An electrical hazard exists in boat stalls around East Texas lakes. The electrically powered boat hoists used in many of these stalls may not be grounded to protect people from being electrocuted.

This hazard arises with hoists that operate off of a power cord and plug like some portable household appliances. The Consumer Products Safety Commission reported eight years ago that the grounding system in the power cord, which is relied on by these hoists, was inadequate for protecting people. This is particularly true for electrical equipment permanently installed outdoors or around water.

These hoists are advertised as being ready for easy plug-in installation. Because they do not appear to require an electrician for installation, proper safety precautions to ensure the hoist is grounded are often not taken.
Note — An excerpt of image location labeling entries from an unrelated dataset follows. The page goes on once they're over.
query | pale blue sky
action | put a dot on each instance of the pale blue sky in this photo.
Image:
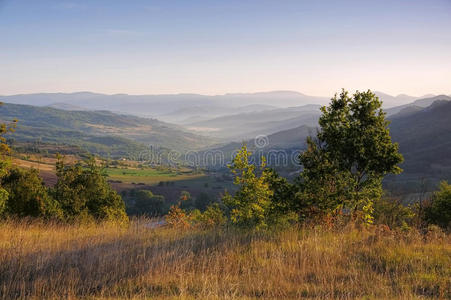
(215, 47)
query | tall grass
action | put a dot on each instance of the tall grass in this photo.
(40, 260)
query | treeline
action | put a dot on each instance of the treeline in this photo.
(340, 182)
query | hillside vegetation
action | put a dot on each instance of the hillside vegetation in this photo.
(99, 132)
(103, 261)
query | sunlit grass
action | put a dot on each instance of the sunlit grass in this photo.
(40, 260)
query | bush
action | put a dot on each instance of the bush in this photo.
(177, 217)
(27, 195)
(392, 213)
(84, 190)
(146, 203)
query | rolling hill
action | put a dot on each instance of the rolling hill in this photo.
(97, 131)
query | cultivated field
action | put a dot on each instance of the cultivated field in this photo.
(40, 260)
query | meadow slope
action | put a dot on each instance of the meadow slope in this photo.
(40, 260)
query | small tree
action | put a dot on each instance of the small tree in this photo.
(84, 190)
(345, 166)
(250, 206)
(27, 195)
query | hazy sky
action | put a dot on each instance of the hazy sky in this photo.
(215, 47)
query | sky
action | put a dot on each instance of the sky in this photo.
(216, 47)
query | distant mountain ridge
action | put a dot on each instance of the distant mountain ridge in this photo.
(52, 125)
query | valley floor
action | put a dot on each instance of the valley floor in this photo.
(40, 260)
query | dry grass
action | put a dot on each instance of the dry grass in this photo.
(102, 261)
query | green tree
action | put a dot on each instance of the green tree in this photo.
(84, 191)
(345, 165)
(250, 206)
(438, 212)
(28, 196)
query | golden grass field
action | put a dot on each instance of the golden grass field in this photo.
(103, 261)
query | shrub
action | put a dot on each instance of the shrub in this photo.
(392, 213)
(250, 206)
(146, 203)
(85, 190)
(27, 195)
(177, 217)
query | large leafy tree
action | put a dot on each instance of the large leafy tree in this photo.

Typically, the motor on these hoists turns a metal shaft which extends across the top of the boat stall. Metal cables, used to lift and lower the boat, hang from this shaft down to the water. This design is dangerous with these hoists because the cables form a metal pathway leading from the electric motor to the surface of the water around the boat. If a short develops and the electrical circuit is not grounded, these cables can give off a lethal shock.

These plug-in hoists can be made safer. Running a separate backup ground wire from the metal frame of the hoist directly to a metal stake in the earth is one way. While the additional cost is nominal, these hoists continue to be manufactured and sold without this or alternative electrical safety features.

Roberts & Roberts documented at least three incidents over the past several years in which people innocently grabbed the metal cable of a boat hoist and were seriously injured or killed — all within 100 miles of Tyler! Two of these victims were children. One was playing in the water around a boat. The other reached for the cable to pull a boat up to the dock.

One of the oldest and largest manufacturers of these products recently paid their largest settlement — well in excess of one million dollars — to one of our clients. The man was severely injured when he was shocked while working with a cable attached to one of these ungrounded hoists. Maybe things will change.